Ser niño en los 80
La Movida no existió, dicen los protagonistas. Pero por una vez
los jóvenes no se quedaron en sus casas. Sin embargo yo, un niño
que vivía en Valencia, con amigos a los que apenas veía y que
pasaba los sábados cuidado por la vecina, una mujer mayor que
ganaba unos dineros zurciendo prendas, en aquellas mañanas limpias
de mi juventud, despreocupado, feliz, y con la mente despierta y
receptiva, a través de la pantalla de mi televisor, en un tiempo en
el que aún tenía un sentido y amplificaba la voces y movimiento de
las calles, en la que era la protección de mi casa, casi llegando
con la mano tendida, aquellas personas que existían y estaban
devorando las noches y experimentando fiebres nuevas y libertarias,
venían a visitarme y dejar, como la cola de un cometa, un hambre
tentadora y eléctrica.
Era como si los jóvenes hubieran tomado el control o como si en el
zoo hubieran dejado las puertas abiertas. La programación de los
sábados parecía dirigida para aquellas personas, que, con resaca,
se congregarían frente al televisor para recibir un aliento y
estímulo de cultura pop. Se había perdido el miedo y la
vergüenza.
Los contenidos que irradiaba mi pantalla, que hoy no sólo a nadie
se le ocurriría emitir, sino que otra mano los alejaría de mi
influencia, incluían clásicos y películas de serie B como "El
increíble hombre menguante", "El hombre mosca",
"El hombre con rayos x en los ojos" o "Engendro
mecánico".
Todo estaba compartido, como una recuperación del tiempo perdido y
silenciado.
Aquellos eran unos años de esplendor en la televisión, que ya
había comenzado en los 60 con la irrupción de Estudio 1 y la
llegada de talentos procedentes de América como Chicho
Ibáñez Serrador o, desde Puerto Rico, la familia
Aragón.
"La bola de cristal", empezó en el 84. Su presentadora
era Alaska, una suerte de la Vampiria americana
que daba paso a las antiguas películas de terror en la televisión
americana, que con su voz, ambigua seducción y sugestiva
personalidad, se dirigía a los niños y los que no tan niños como la
conciencia y catalizador de un nuevo orden.

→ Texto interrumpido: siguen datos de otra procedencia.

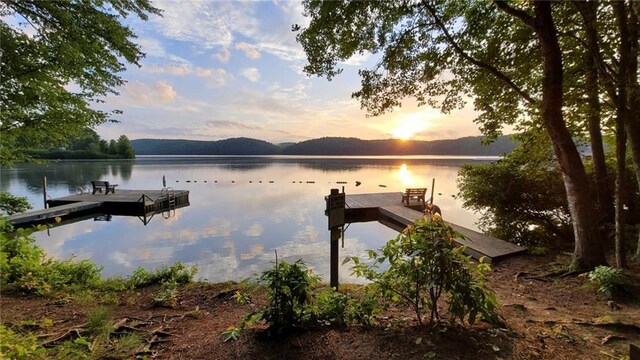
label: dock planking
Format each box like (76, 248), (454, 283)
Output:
(9, 190), (189, 226)
(380, 206), (526, 262)
(345, 192), (526, 262)
(9, 201), (102, 225)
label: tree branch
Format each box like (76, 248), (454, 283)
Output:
(424, 3), (538, 105)
(493, 0), (536, 30)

En el programa actuaban cantantes como Santiago Auserón, Loquillo
o Kiko Veneno. Otras secciones eran comandadas por Pablo Carbonell
y Pedro Reyes. Javier Gurruchaga, Enrique San Francisco y Freda
Lorente cerraban, junto a una nómina de actores y artistas, el más
alocado, maduro y nada complaciente programa jamás diseñado para un
público infantil.
España estaba unida por un círculo de fuego y como una cruzada
nadie debía escapar al bautizo. No comprendo por qué por las noches
se ponía el sol si las carcajadas continuaban rodando las
calles.
Verano Azul nos había enseñado unos años antes nuestra
hermosura, pero el espejo, de tanto usarlo, acabó por romperse;
porque desde entonces, como dijo Baudelaire: Todo es desesperación
y melancolía.
Nos hemos acomodado, dejado llevar por las corrientes y olvidado
nuestras palabras en el camino. Hemos perdido nuestra independencia
y hemos puesto nombre y número a las calles. Pero no nos ha servido
para construir un país mejor.
Cayeron sobre nosotros cuando el sueño estaba húmedo y
caliente.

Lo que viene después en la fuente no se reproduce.